Although the pamphlet contained a mere fifty pages or so it was just the right dose of captivation and enchantment to whet the appetite for explorers of paranormal adventure.
That being said I rather enjoyed The Coalition of The Supernatural as a previous review will indicate in the archives here. I took almost seven months to plunge the recesses of my eager mind deep into the complete version of The Secrets of Albion Falls.
Descriptions within the tale were nothing shy of extraordinary with vivid imagery that denotes an almost lucid back drop of characters, subtext and themes. We’re instantly invested into a bona fide fairy tale, something that is rarely broached upon in today’s contemporary horror fiction.
The character development is spot on exploiting a current society where traditional family units are a ghost of a memory. Protagonists lure you into empathy, inviting a personal piece of you and me into the tale. We plunge further into the layers of how the story transpires with an innate desire to see how the interpersonal relationships develop.

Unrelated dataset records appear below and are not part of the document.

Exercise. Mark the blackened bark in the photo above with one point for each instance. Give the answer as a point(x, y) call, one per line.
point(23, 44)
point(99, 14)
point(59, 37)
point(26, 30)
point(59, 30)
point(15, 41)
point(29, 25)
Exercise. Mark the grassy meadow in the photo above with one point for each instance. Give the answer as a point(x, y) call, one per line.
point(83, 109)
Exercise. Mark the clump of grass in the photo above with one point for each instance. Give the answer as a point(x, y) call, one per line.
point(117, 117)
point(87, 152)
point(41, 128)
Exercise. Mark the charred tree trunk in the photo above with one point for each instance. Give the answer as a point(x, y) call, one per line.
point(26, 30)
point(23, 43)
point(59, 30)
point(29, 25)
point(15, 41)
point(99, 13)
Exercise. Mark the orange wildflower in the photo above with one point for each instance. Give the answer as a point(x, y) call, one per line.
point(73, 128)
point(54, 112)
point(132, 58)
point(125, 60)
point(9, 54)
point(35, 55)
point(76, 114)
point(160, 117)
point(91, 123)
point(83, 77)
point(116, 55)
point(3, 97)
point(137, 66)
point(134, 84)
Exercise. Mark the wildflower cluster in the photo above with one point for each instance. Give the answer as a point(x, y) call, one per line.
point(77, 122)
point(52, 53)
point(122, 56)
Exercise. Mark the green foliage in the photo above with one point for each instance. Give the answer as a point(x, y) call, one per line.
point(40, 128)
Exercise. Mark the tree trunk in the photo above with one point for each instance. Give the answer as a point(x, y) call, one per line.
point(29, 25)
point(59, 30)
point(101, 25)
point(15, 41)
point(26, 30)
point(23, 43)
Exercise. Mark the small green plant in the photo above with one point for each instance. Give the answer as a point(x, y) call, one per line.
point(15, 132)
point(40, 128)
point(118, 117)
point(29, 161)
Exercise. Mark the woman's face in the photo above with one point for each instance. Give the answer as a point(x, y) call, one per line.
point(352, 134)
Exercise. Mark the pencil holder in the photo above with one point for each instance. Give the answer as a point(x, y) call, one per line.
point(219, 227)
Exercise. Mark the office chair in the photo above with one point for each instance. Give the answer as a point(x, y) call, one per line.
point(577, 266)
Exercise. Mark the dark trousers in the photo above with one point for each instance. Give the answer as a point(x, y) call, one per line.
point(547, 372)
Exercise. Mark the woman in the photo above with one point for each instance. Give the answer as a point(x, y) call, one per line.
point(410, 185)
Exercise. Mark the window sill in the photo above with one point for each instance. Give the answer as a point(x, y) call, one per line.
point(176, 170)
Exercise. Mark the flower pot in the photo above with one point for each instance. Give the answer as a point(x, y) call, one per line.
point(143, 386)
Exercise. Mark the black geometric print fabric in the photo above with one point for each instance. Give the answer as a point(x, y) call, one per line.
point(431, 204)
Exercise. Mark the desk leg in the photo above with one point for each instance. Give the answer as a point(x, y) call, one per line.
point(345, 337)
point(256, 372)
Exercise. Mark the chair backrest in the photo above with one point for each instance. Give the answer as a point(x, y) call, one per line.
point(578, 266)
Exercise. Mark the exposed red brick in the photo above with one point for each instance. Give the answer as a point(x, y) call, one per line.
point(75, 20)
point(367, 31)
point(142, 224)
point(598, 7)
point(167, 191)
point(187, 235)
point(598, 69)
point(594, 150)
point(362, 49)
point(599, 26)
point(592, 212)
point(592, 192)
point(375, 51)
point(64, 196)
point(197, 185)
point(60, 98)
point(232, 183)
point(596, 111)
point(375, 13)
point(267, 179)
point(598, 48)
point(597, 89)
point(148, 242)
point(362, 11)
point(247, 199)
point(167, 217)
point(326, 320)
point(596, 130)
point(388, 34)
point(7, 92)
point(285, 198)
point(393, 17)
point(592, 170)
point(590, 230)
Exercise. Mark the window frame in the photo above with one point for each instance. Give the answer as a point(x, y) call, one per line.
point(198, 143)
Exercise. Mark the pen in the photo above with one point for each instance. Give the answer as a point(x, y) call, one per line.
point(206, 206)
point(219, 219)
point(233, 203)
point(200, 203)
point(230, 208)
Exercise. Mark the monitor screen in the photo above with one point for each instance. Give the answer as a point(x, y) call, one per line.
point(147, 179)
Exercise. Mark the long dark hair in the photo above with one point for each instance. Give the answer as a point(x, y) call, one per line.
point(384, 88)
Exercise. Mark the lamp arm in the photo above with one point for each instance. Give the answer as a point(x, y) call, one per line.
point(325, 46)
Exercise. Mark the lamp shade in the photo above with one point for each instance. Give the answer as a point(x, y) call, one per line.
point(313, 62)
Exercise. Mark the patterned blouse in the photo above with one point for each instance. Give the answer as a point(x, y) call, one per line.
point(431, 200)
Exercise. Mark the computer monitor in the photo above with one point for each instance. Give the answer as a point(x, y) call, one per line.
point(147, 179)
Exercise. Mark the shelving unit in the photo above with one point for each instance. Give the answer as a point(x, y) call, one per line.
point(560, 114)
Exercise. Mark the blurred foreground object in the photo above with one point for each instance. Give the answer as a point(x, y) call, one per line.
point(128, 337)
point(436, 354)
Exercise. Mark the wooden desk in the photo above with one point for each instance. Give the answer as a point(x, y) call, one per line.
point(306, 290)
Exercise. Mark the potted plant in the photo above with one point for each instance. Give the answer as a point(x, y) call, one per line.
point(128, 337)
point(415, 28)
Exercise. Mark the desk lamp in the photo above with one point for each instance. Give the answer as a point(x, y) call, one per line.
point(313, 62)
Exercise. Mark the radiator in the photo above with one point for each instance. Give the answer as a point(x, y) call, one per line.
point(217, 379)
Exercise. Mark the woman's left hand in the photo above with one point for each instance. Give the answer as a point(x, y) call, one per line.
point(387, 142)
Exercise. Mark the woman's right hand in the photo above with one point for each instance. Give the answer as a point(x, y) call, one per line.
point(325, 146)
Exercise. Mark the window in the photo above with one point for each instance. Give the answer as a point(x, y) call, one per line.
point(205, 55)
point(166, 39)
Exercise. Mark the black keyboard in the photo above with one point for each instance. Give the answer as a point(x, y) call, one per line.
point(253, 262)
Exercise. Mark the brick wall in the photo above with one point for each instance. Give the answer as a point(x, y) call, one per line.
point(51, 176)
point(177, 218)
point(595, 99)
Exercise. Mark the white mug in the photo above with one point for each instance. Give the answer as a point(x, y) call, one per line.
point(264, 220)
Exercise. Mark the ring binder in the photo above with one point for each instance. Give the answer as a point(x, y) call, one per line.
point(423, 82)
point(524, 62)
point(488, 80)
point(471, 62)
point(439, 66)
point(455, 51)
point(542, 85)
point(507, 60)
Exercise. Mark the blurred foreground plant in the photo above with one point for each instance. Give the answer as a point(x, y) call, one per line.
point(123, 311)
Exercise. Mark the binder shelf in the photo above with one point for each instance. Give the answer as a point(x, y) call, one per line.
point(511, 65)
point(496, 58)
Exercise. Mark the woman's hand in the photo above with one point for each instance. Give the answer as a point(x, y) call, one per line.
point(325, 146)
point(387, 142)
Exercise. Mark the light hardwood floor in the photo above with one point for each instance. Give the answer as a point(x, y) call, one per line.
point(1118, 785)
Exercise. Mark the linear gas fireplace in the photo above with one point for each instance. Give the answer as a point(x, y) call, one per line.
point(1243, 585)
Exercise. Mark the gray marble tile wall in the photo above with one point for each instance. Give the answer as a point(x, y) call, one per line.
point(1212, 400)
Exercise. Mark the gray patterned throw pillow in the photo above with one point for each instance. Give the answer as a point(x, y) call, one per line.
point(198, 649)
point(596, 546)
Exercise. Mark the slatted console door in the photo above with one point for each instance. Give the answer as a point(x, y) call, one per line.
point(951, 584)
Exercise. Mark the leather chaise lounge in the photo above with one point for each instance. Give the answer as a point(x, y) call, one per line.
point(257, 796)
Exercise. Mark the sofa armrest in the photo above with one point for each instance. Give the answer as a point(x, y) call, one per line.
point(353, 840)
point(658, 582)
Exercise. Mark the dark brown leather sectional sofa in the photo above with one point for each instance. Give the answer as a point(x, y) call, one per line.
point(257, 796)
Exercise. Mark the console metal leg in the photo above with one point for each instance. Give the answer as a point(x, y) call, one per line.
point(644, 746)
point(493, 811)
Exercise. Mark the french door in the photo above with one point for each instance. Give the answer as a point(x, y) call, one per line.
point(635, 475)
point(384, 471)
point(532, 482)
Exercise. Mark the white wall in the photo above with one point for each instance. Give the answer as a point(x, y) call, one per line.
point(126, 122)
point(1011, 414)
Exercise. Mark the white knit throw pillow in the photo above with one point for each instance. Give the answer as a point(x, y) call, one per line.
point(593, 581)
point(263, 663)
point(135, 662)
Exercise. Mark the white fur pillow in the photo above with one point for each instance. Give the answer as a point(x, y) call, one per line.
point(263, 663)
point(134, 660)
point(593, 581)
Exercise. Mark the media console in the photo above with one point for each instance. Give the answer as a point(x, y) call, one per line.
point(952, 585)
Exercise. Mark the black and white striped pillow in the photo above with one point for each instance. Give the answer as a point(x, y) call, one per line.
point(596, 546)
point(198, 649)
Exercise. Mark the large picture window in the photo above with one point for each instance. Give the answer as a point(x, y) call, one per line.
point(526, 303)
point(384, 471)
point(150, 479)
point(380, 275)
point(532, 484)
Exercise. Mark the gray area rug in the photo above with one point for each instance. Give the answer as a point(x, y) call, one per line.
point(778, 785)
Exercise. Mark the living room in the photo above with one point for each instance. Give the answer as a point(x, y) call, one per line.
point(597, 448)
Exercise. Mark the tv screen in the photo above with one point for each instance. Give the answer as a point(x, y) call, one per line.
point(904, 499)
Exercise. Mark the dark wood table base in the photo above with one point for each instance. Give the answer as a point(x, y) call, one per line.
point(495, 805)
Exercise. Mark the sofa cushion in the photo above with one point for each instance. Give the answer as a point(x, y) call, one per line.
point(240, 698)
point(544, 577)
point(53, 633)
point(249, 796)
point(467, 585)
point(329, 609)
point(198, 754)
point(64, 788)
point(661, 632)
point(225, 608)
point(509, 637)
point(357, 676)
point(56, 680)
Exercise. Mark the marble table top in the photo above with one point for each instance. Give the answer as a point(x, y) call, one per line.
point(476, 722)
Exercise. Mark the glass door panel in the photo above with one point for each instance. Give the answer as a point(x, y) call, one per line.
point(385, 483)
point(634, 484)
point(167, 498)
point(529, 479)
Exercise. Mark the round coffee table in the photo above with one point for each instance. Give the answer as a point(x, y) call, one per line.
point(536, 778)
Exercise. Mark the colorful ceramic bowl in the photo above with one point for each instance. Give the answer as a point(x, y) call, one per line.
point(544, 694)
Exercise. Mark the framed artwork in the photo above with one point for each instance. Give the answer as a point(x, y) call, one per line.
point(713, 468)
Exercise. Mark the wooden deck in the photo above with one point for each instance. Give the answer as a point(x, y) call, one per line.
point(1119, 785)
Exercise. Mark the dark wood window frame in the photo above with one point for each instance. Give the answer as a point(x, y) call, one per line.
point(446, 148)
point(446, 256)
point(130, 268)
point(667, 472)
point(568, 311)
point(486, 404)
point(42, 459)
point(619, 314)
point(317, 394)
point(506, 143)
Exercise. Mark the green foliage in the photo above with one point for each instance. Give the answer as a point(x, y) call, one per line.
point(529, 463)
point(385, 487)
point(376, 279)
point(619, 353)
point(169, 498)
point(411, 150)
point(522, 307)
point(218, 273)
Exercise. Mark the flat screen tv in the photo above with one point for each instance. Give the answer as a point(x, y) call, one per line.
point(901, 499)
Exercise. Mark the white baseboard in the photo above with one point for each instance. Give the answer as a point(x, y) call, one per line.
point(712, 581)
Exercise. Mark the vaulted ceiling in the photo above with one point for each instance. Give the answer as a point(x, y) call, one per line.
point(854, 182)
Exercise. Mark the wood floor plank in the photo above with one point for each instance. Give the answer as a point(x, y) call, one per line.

Inner emotion, turmoil and reflection are described effectively from Sophia’s point of view. Cadeaux truly shines in first person persona writing, bringing a myriad of cognitive, feelings and perceptions to life. The author has truly fine-tuned her sense of subtlety in laying clues and innuendo surrounding Aldo and company’s unusual ways. Just when we’re expecting the story to take one direction, it takes a most unexpected detour much to the delight of cynical and novice readers alike. There seems to be an exorbitant duration in plot development when Alba disappears for the climax to come until full flourish. Yet it’s a justifiable evil in this case and will disappoint few and far between. A must read for any fans of fantasy and commercial horror fiction.